AT&T is widely reported to be nearing a deal to acquire DTH provider DirecTV for close to US$50bn.
The consideration would be largely made up of stock and the companies could agree the merger within the next two weeks.
DirecTV’s shares are currently…
AT&T is widely reported to be nearing a deal to acquire DTH provider DirecTV for close to US$50bn.
The consideration would be largely made up of stock and the companies could agree the merger within the next two weeks.
DirecTV’s shares are currently trading at around US$87, and reports suggest that the parties could do a deal at a price of US$95 per share, which would value DirecTV at more than US$48bn. The price will partly be determined by how much cash AT&T is willing to part with, the reports said.
AT&T is said to be keen to limit its borrowing to protect its credit rating, yet is wary of issuing too much stock due to the future dividend obligations it would be saddled with.
A deal at US$95 per share would represent a premium of more than 22% to DirecTV’s share price prior to 1 May, the day when rumours about talks between the two companies first emerged.
Beyond agreeing on the offer price, the companies also have to discuss a break-up fee. A Reuters report suggested that another point of contention could be finding a role for DirecTV CEO Mike White, while Bloomberg reported that the CEO is set to retire after 2015. Goldman Sachs is advising DirecTV on its options.
A merger between the telco and the satellite giant would create a company with approximately 25 million pay-TV subscribers; a significant step up from AT&T’s current 5 million subscriber base through its U-verse service.

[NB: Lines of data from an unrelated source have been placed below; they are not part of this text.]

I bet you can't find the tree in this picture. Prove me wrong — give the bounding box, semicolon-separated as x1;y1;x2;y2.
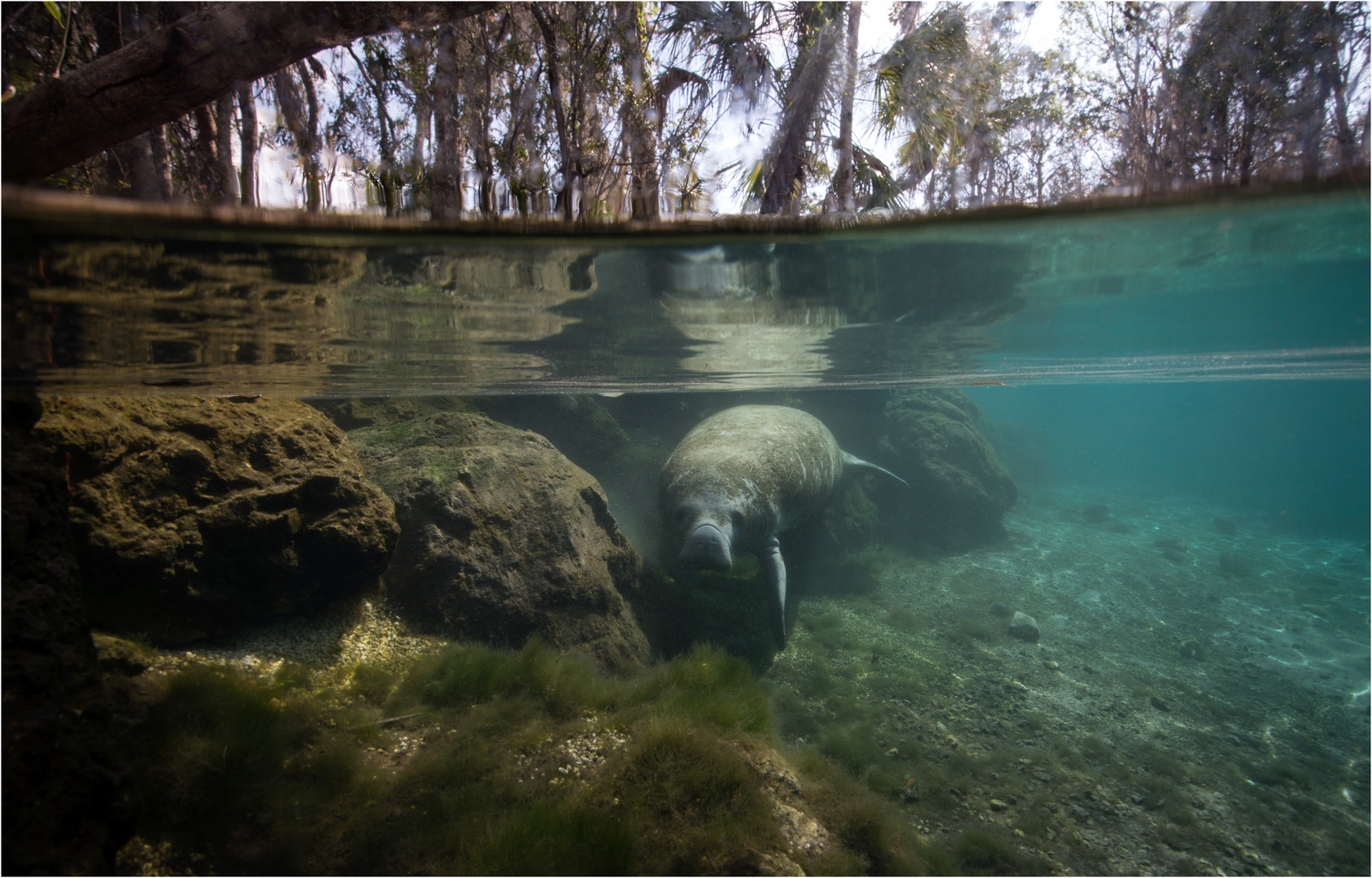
0;2;495;182
761;2;843;215
834;2;861;211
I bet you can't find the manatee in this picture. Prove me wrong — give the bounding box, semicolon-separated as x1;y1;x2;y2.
657;406;904;645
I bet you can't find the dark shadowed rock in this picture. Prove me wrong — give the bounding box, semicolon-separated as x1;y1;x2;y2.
1007;611;1039;643
351;413;647;668
878;389;1015;551
37;398;399;643
0;393;134;876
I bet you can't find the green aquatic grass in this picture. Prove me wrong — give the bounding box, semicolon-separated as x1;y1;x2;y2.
132;643;971;874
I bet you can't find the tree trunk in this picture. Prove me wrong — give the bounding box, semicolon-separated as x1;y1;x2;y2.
834;0;861;213
237;82;256;207
214;93;239;204
529;2;572;221
0;2;495;182
616;2;660;221
429;24;463;220
192;104;224;200
295;62;324;214
761;2;838;215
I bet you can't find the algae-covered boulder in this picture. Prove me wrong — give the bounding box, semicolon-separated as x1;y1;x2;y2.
0;389;134;876
350;411;647;668
879;389;1015;551
37;398;399;643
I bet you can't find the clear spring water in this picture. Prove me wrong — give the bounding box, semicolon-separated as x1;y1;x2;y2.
4;185;1370;872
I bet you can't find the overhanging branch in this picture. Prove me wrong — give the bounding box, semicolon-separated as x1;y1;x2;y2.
0;2;501;182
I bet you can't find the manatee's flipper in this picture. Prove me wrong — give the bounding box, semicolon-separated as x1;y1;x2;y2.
757;535;786;646
667;565;699;589
844;451;909;489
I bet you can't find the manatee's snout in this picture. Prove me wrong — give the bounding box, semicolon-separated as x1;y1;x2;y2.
681;521;734;573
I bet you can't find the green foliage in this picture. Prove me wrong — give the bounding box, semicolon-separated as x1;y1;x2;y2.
625;646;775;736
387;639;611;719
885;608;925;634
952;828;1048;876
123;643;951;874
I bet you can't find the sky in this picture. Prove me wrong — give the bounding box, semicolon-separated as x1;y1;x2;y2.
255;0;1061;214
701;0;1061;214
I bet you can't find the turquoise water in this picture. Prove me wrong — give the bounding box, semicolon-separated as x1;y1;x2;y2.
4;191;1372;874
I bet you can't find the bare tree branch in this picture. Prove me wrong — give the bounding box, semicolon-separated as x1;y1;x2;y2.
0;2;499;182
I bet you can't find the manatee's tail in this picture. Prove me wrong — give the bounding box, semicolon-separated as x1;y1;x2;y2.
844;451;909;489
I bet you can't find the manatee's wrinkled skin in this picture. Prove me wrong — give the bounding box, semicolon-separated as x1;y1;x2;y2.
659;406;859;643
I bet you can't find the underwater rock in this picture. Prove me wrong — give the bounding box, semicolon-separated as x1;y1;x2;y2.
300;397;476;431
350;413;647;668
36;398;399;643
0;389;134;876
875;389;1017;551
1006;611;1039;643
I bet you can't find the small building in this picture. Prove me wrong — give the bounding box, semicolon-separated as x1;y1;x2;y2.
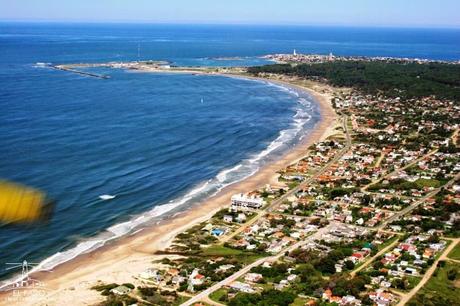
110;285;131;295
229;281;255;293
224;215;233;223
244;273;263;283
211;228;225;237
231;193;265;211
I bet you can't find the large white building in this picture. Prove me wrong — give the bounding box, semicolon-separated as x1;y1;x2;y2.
231;193;265;211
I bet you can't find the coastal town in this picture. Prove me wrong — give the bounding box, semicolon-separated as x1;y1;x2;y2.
80;52;460;306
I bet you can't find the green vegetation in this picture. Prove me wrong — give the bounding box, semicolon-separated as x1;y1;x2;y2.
447;243;460;260
228;290;296;306
408;262;460;306
209;288;228;304
248;61;460;100
202;244;244;256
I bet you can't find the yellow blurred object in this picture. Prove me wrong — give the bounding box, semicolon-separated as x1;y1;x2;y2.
0;181;52;223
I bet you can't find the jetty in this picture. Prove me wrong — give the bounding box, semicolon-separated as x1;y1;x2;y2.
49;65;110;79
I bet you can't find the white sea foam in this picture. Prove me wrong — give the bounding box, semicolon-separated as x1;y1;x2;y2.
0;80;318;289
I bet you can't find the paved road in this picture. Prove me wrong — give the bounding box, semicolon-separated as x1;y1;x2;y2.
361;149;438;191
220;116;351;243
350;239;399;277
181;223;336;306
376;173;460;230
398;238;460;306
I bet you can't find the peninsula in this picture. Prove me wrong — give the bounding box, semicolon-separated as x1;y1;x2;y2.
1;54;460;306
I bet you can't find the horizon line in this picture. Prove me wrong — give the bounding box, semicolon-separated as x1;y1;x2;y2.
0;19;460;30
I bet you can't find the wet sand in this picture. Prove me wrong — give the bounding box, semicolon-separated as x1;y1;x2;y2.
0;75;337;305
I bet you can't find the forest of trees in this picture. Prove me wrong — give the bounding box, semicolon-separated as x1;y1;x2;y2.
248;61;460;100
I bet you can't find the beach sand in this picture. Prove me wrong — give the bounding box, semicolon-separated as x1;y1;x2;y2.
0;74;337;306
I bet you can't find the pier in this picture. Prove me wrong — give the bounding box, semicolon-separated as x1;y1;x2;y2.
49;65;110;79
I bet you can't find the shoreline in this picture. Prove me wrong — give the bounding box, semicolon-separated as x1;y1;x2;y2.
0;70;337;305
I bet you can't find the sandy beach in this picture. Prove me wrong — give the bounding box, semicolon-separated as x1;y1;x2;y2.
0;71;337;305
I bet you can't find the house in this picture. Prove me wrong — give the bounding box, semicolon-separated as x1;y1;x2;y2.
244;273;263;283
369;289;394;306
110;285;131;295
236;213;246;223
216;265;235;272
139;269;162;282
229;281;255;293
224;215;233;223
211;228;225;237
192;274;205;286
231;193;265;211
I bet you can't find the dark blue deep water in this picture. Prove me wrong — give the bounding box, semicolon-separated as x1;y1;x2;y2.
0;23;460;277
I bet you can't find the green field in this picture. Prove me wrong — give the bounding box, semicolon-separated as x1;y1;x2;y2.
202;245;243;256
447;243;460;260
209;288;228;304
407;261;460;306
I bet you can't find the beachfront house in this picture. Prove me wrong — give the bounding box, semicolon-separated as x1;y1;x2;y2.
231;193;265;211
110;285;131;295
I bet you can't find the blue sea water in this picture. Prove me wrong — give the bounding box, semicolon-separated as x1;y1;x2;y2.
0;23;460;277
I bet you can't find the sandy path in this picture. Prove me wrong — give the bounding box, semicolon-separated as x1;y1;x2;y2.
0;74;336;305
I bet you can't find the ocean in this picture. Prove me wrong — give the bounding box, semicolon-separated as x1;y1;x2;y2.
0;23;460;279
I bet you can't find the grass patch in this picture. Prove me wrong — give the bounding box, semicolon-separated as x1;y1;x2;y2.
209;288;228;304
408;261;460;306
447;243;460;260
289;297;309;306
202;244;243;256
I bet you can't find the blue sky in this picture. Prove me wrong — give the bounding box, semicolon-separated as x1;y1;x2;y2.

AT&T and DirecTV already have a cross-marketing agreement across 22 states whereby they offer a co-branded version of DirecTV’s television where AT&T offers residential broadband and telephone services.
Should AT&T and DirecTV close a deal it would create a pay-TV provider to rival the size of a combined Comcast/Time Warner Cable, which agreed to merger earlier this year and are set to have 30 million subscribers. A further mega-deal in the offing is Sprint Corp’s potential takeover of T-Mobile US, although this is seen as having the lowest chance of regulatory success out of the three transactions.
One company which looks set to miss out in this wave of consolidation is DirecTV’s main DTH rival, Dish Network. That AT&T is pursuing DirecTV ahead of Dish has been a surprise to some analysts, as in addition to satellite broadcasting Dish also has significant spectrum holdings.
However, DirecTV has 20 million subscribers compared to Dish’s 14 million, and a better credit rating.
New Street Research analyst Jonathan Chaplin was sceptical about the tie-up. “It brings very little strategic value in our view. We continue to believe Dish would be a far better target for AT&T given Dish’s spectrum position,” he wrote in a memo to investors.
Chaplin suggested that a DirecTV acquisition would do little to help AT&T’s mobile business, whereas a Dish deal would double its wireless capacity.
“Wireless is facing pricing pressure, the threat of a resurgent Sprint at some point, and likely well-funded new entrants from cable – this is the business that AT&T needs to defend,” Chaplin argued.
For AT&T, a move into DTH broadcasting would mark a change in tack given that the operator had been eyeing the European market to capitalise on the growing demand for data services.
However, in March, AT&T’s CEO Randall Stephenson and CFO John Stephens both said that the window to do a wireless deal in Europe may be closing.